Cooking the Books: Mono – what?

Everybody has heard of monopoly, where there is a single seller, but have you heard of its opposite ‘monopsony’, where there’s a single buyer? When there is a monopoly (from the Greek words for single and seller) the monopolist is in a stronger position than the buyer and so can extract a higher price than otherwise for what they are selling. With monopsony (from the Greek words for single and buyer) it’s the opposite – the buyer can buy at a lower price than otherwise.

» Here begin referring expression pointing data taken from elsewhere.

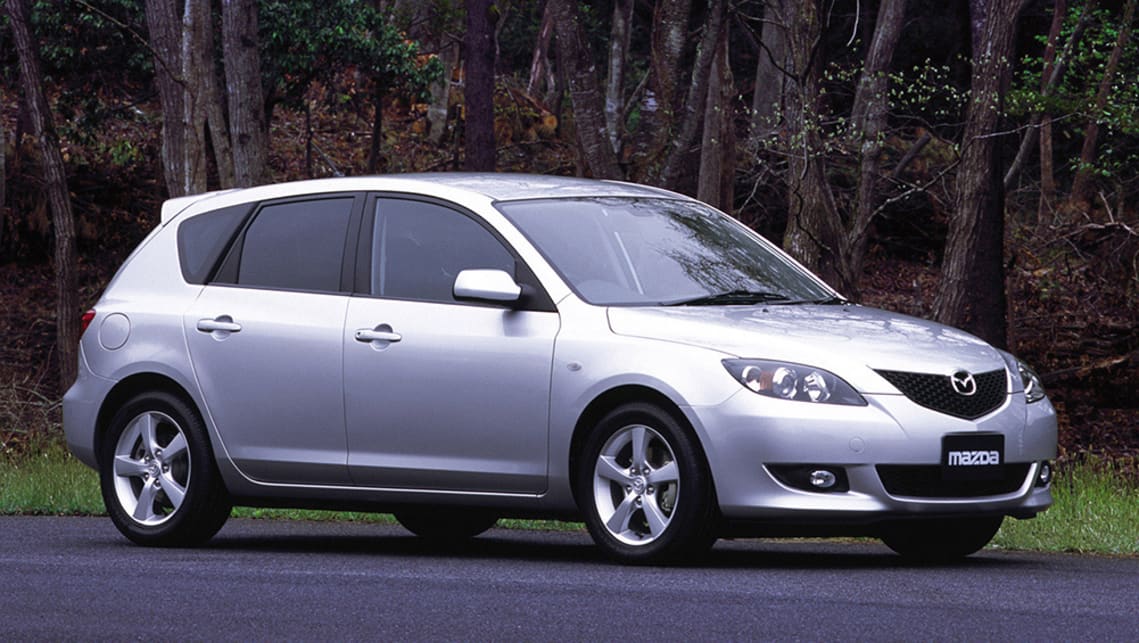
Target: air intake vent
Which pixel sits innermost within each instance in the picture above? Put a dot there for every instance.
(940, 393)
(919, 480)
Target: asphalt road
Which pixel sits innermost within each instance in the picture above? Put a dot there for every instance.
(76, 578)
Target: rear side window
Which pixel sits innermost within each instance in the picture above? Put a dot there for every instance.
(296, 246)
(203, 240)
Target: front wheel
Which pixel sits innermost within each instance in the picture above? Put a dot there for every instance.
(644, 487)
(158, 479)
(941, 540)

It’s what the supermarkets do with their suppliers, and, as an article in the Times (19 February) confirms, what some employers can do when it comes to purchasing the labour-power of their workers.

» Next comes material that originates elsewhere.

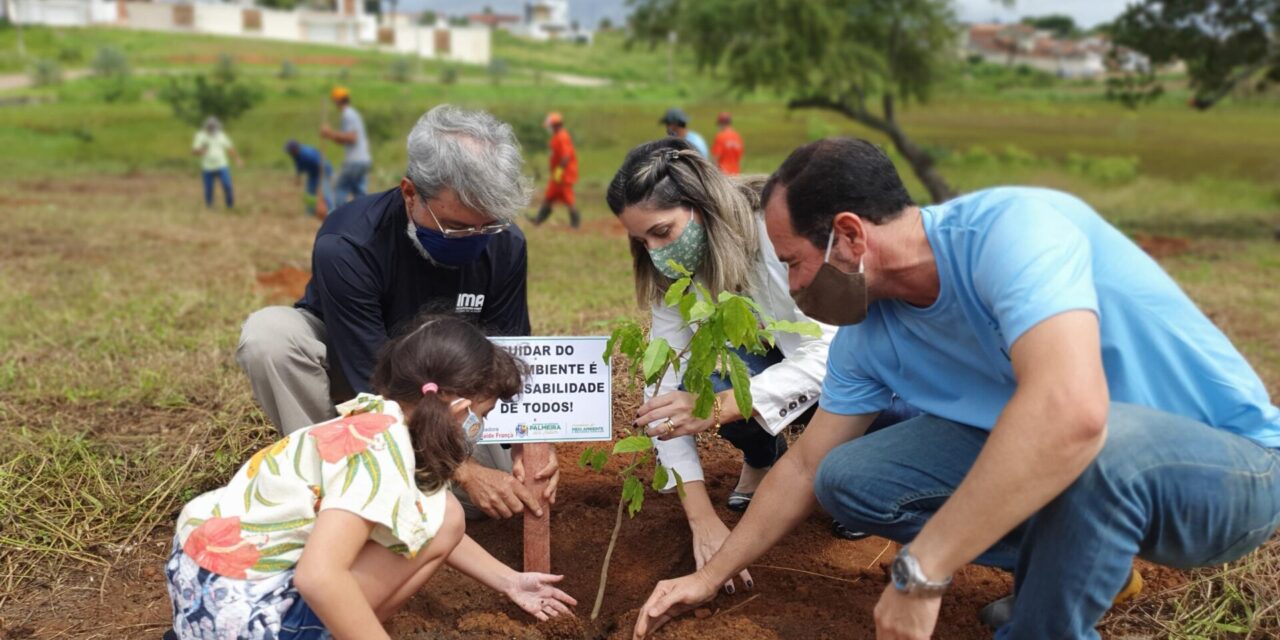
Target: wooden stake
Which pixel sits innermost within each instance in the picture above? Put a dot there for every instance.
(538, 530)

Under the headline ‘Workers are paying the price for being less able to stand up to employers’, its Economics Editor Philip Aldrick commented on a recent study of monopsony in the UK private sector labour market between 1998 and 2017 ( This period includes the eight years since the beginning of the Great Recession that followed the Crash of 2008 during which, Aldrick notes, ‘real earnings have stagnated, the longest stretch since Napoleonic times, as inflation raced ahead of pay’. The normal explanation of this would be that the increased unemployment in a slump weakens the workers’ bargaining power. However, the stagnation persisted even though the level of unemployment was lower than in the downturns of 1980s and 1990s and was in fact falling at the end of the period. So what could be an explanation?

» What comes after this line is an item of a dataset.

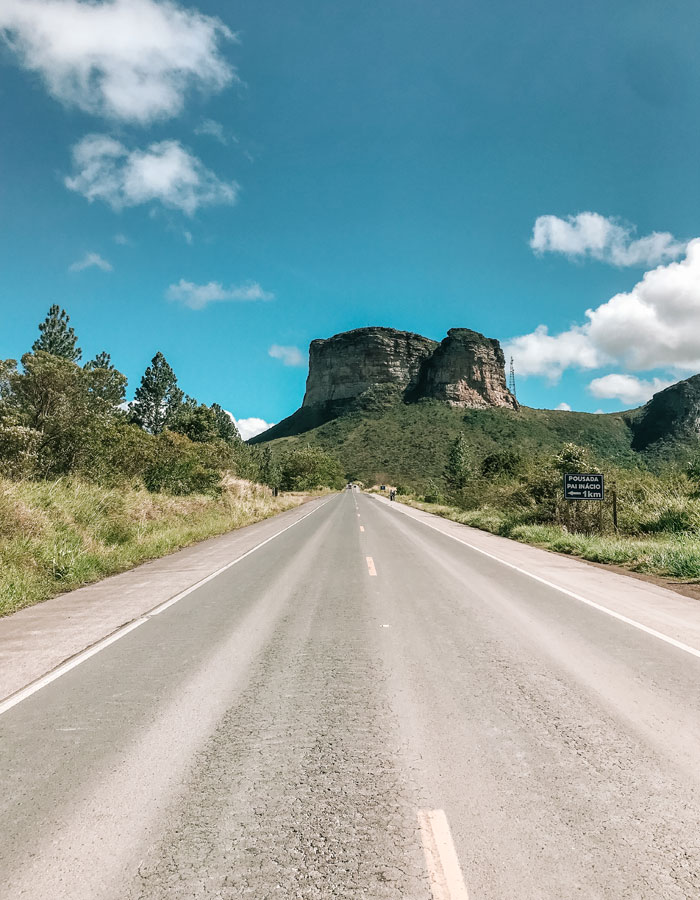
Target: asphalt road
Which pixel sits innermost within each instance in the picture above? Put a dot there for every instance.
(363, 707)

Step forward ‘monopsony’. Not literally, as there is not a single employer (that only existed under the state capitalism of the former USSR) but where there is a small number of employers who dominate the buying side in the labour market. Technically this is ‘oligopsony’ (a few buyers) but the term used in the study is ‘market concentration’ measured by how few employers employ the bulk of workers in an industry or region.

The study concluded:

‘We have shown how higher levels of concentration are associated with lower levels of pay for workers not covered by a collective bargaining agreement, and that for those who are covered by a CBA that this negative correlation between pay and monopsony mostly disappears. ‘

Since ‘collective bargaining agreements cover only one fifth of private sector workers today, compared with half in 1998’, Aldrick wonders whether the study’s conclusion is a possible explanation for wages continuing to stagnate despite unemployment falling.

In any event, it vindicates the Marxian view that unions can provide a limited protection against employers, basically by banding workers together to in effect form an opposing monopoly of sellers of labour-power, even if in some cases this is just running fast to stand still and even to avoid slipping back so much.

Traditionally, socialists have referred to the capitalist class as having a ‘monopoly’ over the means of wealth production, based on the accepted extension of the word beyond its literal meaning of ‘single seller’ to mean ‘exclusive control’.  This exclusive control of productive resources also puts the capitalist class as a whole in a position of monopsony i.e., a single buyer, vis-à-vis the working class as a whole since, while workers can change employers they still have to find someone to purchase their labour power. In short, the employing class has the whip hand. Which can only be ended by abolishing the wages system.